I am creating a pipeline that will run some analysis on fastq.gz files. As part of my pipeline I need to check to see if the fastq files provided are paired end or single end reads. If they are paired end reads I run fast-join on them, otherwise they just get fed directly into my pipeline.
My question is what is the best way of auto-detecting paired end fastq files?
So far, this is the method that I've been using.
Start by looking at all the file names. In my case they look like this.
run1X1_220401_A00421_0429_AH3JCHDRX2_S1_L001_R1_001_subset.fastq
run1X1_220401_A00421_0429_AH3JCHDRX2_S1_L002_R1_001_subset.fastq
run1X8_220722_A00421_0459_AHH3JFDRX2_S8_L001_R1_001_subset.fastq
run1X8_220722_A00421_0459_AHH3JFDRX2_S8_L001_R2_001_subset.fastq
In this example set of names. Only sample 8 (the last two files) should be paired. This is indicated by the file names matching except for the R1 and R2 section.

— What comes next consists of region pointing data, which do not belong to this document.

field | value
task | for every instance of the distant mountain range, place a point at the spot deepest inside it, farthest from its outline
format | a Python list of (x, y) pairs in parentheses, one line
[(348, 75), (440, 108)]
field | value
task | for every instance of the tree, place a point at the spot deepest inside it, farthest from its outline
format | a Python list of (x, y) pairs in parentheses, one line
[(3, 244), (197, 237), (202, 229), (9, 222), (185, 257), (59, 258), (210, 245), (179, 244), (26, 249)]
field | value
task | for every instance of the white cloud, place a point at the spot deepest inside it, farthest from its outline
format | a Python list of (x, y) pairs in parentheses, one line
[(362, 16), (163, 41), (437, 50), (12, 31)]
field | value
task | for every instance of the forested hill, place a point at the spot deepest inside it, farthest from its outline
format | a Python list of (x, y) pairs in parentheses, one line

My script compares all the file names. If there is only 1 difference between the two file names AND that one difference is between the R1 and R2 section those files are designated as paired end and will be fed into fast-join. So the sample 1 files (the first two files) wouldn't be paired because while there is only one difference between the file names, the difference isn't in the R section.

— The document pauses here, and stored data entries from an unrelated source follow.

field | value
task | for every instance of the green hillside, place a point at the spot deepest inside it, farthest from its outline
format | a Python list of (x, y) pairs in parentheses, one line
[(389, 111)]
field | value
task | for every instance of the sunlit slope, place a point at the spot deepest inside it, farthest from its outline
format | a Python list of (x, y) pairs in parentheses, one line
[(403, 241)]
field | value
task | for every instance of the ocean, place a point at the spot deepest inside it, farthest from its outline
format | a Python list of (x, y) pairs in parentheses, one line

This method works well enough for me now. But I don't know if it would work well with other fastq file name formats. I'm curious if there is a more standard approach. Any feedback/advice would be greatly appreciated.

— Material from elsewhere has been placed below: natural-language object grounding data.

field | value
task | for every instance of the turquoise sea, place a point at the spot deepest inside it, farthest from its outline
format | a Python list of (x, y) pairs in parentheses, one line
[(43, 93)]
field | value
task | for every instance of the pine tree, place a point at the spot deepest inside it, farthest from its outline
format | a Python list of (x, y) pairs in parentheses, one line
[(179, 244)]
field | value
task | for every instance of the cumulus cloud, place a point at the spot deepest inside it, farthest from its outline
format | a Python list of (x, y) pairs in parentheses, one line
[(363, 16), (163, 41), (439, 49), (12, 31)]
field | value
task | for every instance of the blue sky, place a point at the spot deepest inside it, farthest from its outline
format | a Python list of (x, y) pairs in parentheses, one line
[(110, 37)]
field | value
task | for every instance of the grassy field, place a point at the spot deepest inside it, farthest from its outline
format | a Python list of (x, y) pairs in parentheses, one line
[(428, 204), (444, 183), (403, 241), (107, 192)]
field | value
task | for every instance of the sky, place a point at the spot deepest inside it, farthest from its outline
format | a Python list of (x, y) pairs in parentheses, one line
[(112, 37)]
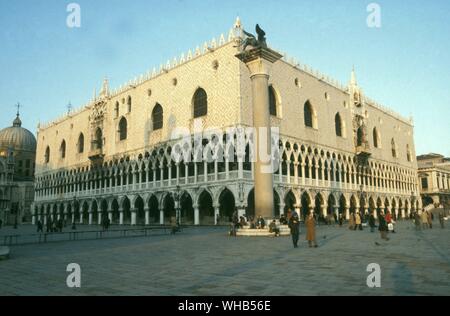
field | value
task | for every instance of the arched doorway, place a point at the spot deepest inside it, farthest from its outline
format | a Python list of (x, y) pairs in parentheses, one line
[(206, 208), (342, 205), (187, 210), (226, 205), (318, 206), (306, 205), (115, 212), (169, 208), (140, 213), (250, 210), (289, 202), (126, 211), (153, 207), (94, 212), (85, 213), (104, 211), (353, 205), (372, 206)]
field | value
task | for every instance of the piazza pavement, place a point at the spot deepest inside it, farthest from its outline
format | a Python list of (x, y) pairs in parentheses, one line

It is unusual to have a mixed dataset like this. Does this actually indicate SE and PE mixed dataset?
You're right. Most of the time the data will either be all SE or PE. But there are some edge cases where this isn't the case. For example, the DNA samples were PE and the RNA samples were SE. I just want my pipeline to robust enough to handle any such case with little to no requirement of action on the end of the user.